Donald Trump ha inoltre affermato di voler eliminare la Environmental Protection Agency, abrogando di conseguenza una serie di leggi atte a limitare le emissioni e l'inqiunamento nella nazione. Ancora, ha affermato di voler ridurre (e cancellare) tutte le spese pubbliche relative all'energia pulita e, soprattutto, vuole che gli Stati Uniti si tirino fuori dal Trattato climatico di Parigi. Be', molto bene, no?

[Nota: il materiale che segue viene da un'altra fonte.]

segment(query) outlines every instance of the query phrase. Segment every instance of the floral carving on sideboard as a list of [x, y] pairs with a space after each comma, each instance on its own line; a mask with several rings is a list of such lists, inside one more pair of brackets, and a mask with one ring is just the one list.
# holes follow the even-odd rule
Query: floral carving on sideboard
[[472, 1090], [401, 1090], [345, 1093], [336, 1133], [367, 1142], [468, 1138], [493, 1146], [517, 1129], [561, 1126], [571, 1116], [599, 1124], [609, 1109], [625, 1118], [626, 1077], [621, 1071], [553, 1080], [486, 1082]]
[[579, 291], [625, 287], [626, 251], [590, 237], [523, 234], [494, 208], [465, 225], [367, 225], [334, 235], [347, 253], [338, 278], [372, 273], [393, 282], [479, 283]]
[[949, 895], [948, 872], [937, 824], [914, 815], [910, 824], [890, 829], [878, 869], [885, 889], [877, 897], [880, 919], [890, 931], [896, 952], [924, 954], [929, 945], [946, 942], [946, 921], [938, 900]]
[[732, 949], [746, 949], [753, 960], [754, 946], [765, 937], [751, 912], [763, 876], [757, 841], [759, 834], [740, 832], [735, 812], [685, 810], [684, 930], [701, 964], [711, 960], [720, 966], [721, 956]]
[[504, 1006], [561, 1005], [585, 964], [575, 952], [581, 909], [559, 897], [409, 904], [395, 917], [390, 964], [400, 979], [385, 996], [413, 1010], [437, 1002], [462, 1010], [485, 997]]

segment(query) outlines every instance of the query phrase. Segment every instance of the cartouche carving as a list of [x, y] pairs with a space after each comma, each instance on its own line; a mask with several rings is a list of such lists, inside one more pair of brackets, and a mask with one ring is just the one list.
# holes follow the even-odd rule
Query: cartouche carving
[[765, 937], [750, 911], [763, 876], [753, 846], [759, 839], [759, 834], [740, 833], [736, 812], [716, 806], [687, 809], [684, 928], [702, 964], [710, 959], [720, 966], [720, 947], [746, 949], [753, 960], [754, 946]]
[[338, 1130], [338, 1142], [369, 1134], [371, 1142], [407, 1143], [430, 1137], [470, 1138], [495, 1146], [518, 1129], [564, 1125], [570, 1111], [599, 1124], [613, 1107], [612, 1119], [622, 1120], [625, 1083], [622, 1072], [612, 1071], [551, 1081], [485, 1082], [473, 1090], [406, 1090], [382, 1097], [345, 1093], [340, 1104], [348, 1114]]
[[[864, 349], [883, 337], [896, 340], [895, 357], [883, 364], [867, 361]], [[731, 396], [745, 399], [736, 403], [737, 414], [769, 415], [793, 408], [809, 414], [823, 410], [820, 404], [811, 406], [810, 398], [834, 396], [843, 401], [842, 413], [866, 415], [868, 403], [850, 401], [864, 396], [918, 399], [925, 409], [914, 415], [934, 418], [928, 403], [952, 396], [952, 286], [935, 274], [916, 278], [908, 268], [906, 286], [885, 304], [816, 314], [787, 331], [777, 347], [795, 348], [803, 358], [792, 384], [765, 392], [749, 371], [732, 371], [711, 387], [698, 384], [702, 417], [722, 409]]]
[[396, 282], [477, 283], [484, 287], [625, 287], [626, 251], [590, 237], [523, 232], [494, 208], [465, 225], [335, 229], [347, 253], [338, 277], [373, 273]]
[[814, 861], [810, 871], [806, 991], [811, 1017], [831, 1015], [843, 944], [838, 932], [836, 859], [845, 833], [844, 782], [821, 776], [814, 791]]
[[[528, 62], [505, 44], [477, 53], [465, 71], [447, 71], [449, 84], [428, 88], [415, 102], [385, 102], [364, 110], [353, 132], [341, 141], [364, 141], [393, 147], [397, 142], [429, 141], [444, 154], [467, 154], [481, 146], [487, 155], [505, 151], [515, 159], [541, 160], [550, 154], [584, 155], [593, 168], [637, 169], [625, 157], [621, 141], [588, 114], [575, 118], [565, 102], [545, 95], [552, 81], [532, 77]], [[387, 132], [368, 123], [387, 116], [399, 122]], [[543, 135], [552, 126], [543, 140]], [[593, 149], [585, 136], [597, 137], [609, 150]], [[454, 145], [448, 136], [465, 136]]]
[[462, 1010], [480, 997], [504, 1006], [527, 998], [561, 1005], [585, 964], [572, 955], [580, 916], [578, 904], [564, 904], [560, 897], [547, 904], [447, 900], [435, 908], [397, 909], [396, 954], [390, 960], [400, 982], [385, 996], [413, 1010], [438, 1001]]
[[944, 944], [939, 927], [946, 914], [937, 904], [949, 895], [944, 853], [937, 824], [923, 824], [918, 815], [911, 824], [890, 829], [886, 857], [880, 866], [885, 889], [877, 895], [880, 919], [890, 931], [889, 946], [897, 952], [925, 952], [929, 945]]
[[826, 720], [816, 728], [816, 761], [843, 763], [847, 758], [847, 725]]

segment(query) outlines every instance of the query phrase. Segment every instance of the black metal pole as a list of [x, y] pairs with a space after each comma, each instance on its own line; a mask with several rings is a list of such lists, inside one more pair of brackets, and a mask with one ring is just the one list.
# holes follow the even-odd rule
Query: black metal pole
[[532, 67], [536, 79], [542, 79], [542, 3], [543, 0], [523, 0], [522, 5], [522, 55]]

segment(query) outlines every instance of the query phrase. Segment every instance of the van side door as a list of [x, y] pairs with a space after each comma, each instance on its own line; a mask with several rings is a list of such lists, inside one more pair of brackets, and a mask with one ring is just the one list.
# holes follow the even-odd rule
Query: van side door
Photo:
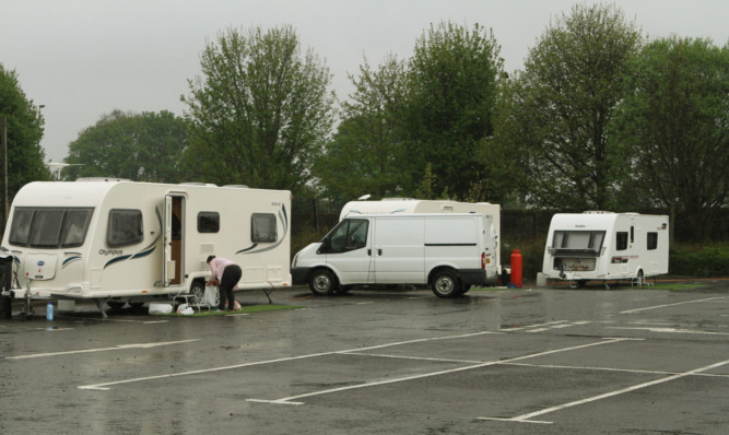
[[341, 284], [366, 284], [369, 281], [372, 259], [371, 221], [345, 219], [325, 238], [319, 255], [337, 272]]
[[375, 219], [374, 282], [424, 284], [425, 220], [420, 216]]

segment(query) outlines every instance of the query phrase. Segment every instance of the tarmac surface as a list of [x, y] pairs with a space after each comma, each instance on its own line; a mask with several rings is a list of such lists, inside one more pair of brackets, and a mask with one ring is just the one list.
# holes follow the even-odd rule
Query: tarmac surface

SCIENZA, CYBERSECURITY, SPAZIO E SILICON VALLEY
Per questi ultimi temi, le intenzioni di Donald Trump sono piuttosto laconiche: infatti, il materiale a riguardo provvisto dalla campagna è decisamente poco. Proprio a questo riguardo è importante ricordare e ricordarsi che non è accettabile che nel 2016 un presidente degli Stati Uniti non abbia messo nero su bianco, in campagna elettorale, le politiche che intende intraprendere per quanto riguarda scienza, cybersicurezza e spazio.

In tutti i casi l'interesse e le dichiarazioni finora disponibili a riguardo non lasciano prevedere nulla di buono: il generale distacco tra ragione scientifica e il personaggio di Donald Trump rischia di minacciare la presenza di finanziamenti per la ricerca—Quando si parla di spazio, invece, Donald Trump ha lasciato trasparire un interesse ad ammortizzare i costi incrementando la presenza di partnership commerciali, di fatto liberalizzando un mercato in piena esplosione e finora limitato da una fitta trafila di tappe burocratiche. La cybersecurity, ancora, sembra un tema piuttosto oscuro a Donald Trump, che ha manifestato solamente l'intenzione di riformare i reparti governativi dedicati.

Jeff Bezos ha un'idea per lo spazio.

In conclusione, la potenziale vittoria di Donald Trump aveva fatto tremare i grandi leader della Silicon Valley, che con una lettera aperta avevano dichiarato che "La sua linea di pensiero si oppone alla libera circolazione di idee e persone e all'interazione produttiva tra la nostra economia e il resto del mondo—e che si pone come architettura fondamentale per la crescita e l'innovazione."

Oggi la paura è diventata realtà, e la notizia ancora peggiore è che l'impatto sull'industria statunitense della scienza e della tecnologia avrà senza ombra di dubbio ripercussioni di carattere globale che rallenteranno l'impeto che l'universo tech aveva guadagnato negli ultimi anni. Che si tratti di un occasione per dare la possibilità ai governi di tornare al passo con un'industria anni luce davanti alle leggi o di un duro colpo per l'ecosistema digitale, sarà tutto da vedere.